Whenever there is a possibility of cancer, pancreatic resection should be performed, as it is both diagnostic and therapeutic. In a study evaluating "blind" Whipple resections for periampullary and pancreatic lesions, without a prior diagnosis of malignancy, clinical judgment was observed to be correct in 90% of these patients. [69] This study reported that in patients with potentially resectable lesions (based on CT scan examination), biopsy information did not affect the choice of therapy, since a negative biopsy still committed the patient to surgery and the study was concluded by questioning the practice of numerous biopsy attempts in patients with periampullary lesions. [Figure - 3] provides a broad outline for management of a pancreatic head mass.

Summary

There is increasing evidence that pancreatic carcinogenesis is a multi-step phenomenon. Molecular diagnostic methods such as detection of K-ras mutations in pure pancreatic or duodenal juice, in addition to fine needle aspirations, can achieve earlier diagnosis of pancreatic cancer in selected subgroups, for example, in patients with CP. [70] Redirection of experimental work toward pancreatic inflammation and mechanisms of carcinogenesis may identify other novel anti-inflammatory agents or other methods to screen and even prevent pancreatic cancer. Potential markers (e.g., Annexin A4, Cyclophilin A, Cathepsin D, S100A8, etc.), unique to pancreatic cancer compared to the normal pancreas and CP, have recently been identified by using a proteomic approach of two-dimensional (2D) gel electrophoresis and mass spectrometry. They may eventually serve as diagnostic markers or therapeutic targets [71] in pancreatic tumors. miRNAs have also been described, which may help in differentiating the two entities.

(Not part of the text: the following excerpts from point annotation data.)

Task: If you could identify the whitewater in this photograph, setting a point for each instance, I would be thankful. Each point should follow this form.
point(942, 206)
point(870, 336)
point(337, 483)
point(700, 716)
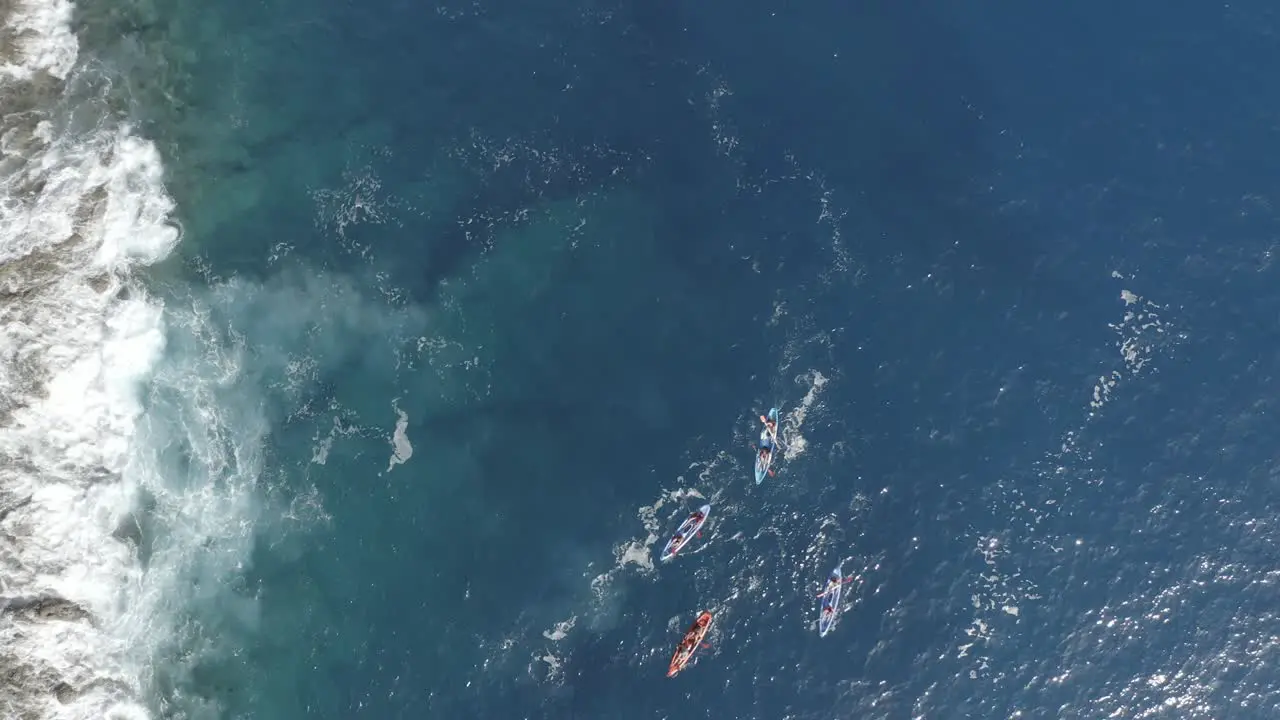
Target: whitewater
point(96, 525)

With regard to the treatment where a dilemma exists between pancreatitis and cancer, the most important variable would be the surgeon himself and his team. The more experienced the pancreatic surgeon, the more likely it is for a major pancreatic resection to be performed with minimal morbidity and mortality, and an aggressive approach can be pursued in experienced centers so that some cancers get curative resection, and if the diagnosis ultimately turns out to be CP, an adequate relief from symptoms is maximally achieved. As far as autoimmune pancreatitis is concerned, a high index of suspicion needs to be maintained, to improve the rates of diagnosis, and unnecessary surgery has to be avoided.